We can find that all these used declarations are not changed. So we’re allowed to skip the compiltion for b.cpp.

2.2.2 For the format of the output

The format of the informations of declarations is not decided yet. This is still an open area and we can try to experiment and discuss.

Further more, maybe we’re possible to define DSL for programmers/build systems/static analyzers to query the informations they want. It implies that we may treat the BMIs as databases!

3 Demo

We can find the demo to help to implement these strategies in https://github.com/llvm/llvm-project/pull/72956. These implementations are not polished. We can push it further if people are interested. Also it will be highly appreciated if build systems vendors are willing to make experiments with them.

4 Summary

This paper presents 2 more finer-grained compilation model for named modules. To allow the build systems/users to understand what is used in the module file during the compilation. So that we may skip some unnecessary recompilations.

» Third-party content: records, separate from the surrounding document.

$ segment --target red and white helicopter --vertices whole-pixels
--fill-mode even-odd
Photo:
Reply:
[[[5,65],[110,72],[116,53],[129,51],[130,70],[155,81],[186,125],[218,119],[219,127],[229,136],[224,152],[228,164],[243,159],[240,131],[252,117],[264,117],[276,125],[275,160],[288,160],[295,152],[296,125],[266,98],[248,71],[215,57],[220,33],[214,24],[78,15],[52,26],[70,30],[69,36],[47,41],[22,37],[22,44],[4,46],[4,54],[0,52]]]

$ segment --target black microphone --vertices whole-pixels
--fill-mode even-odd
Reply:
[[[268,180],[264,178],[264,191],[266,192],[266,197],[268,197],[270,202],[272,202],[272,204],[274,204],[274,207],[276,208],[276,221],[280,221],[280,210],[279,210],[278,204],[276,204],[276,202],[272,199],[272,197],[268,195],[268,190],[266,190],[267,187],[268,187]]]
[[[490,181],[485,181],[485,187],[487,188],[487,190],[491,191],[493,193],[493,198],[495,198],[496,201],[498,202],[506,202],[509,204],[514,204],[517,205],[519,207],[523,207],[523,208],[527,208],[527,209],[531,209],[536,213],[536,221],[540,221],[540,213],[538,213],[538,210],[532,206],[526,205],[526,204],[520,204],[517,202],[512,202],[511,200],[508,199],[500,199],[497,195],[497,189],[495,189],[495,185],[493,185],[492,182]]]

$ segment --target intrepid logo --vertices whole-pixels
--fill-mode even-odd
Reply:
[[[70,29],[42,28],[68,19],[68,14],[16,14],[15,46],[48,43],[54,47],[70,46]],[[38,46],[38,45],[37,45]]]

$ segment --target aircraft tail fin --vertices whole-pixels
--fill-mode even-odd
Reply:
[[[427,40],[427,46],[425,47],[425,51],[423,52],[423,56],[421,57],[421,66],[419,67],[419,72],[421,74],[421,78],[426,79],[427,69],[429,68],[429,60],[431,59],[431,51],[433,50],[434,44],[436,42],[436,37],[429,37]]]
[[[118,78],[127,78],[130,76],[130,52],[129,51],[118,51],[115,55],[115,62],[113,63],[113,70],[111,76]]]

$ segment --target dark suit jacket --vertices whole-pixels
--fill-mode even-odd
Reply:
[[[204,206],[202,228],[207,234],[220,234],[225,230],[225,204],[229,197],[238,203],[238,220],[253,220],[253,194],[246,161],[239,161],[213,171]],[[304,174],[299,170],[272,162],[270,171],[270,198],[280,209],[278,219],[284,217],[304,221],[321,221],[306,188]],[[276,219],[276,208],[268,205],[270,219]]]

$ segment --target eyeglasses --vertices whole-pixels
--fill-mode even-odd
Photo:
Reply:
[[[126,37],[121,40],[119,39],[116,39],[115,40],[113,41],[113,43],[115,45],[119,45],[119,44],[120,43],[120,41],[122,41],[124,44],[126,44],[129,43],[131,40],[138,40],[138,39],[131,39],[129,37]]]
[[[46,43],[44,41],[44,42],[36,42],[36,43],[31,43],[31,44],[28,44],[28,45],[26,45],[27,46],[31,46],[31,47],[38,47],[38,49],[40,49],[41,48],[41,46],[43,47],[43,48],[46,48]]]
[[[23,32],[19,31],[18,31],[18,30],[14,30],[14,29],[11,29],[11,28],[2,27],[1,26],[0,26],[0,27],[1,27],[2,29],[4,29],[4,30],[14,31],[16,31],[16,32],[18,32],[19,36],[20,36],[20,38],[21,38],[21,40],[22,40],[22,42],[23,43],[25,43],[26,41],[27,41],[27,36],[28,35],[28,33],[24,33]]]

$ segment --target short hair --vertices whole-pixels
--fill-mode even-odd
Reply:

Both of the compilation model have a demo implementation in the compiler side.

The hash value based solution looks pretty appealing while it is hard to implement both for build systems and compilers (I believe the current implementation is not production ready). Also the cost of computing hashes and comparing a lot of declarations is a concern too. But it should still worth to give it a try.

The used files solution should be much more stable and easier to implement. Maybe we can choose this solution as a first step to optimize the compilation of modules.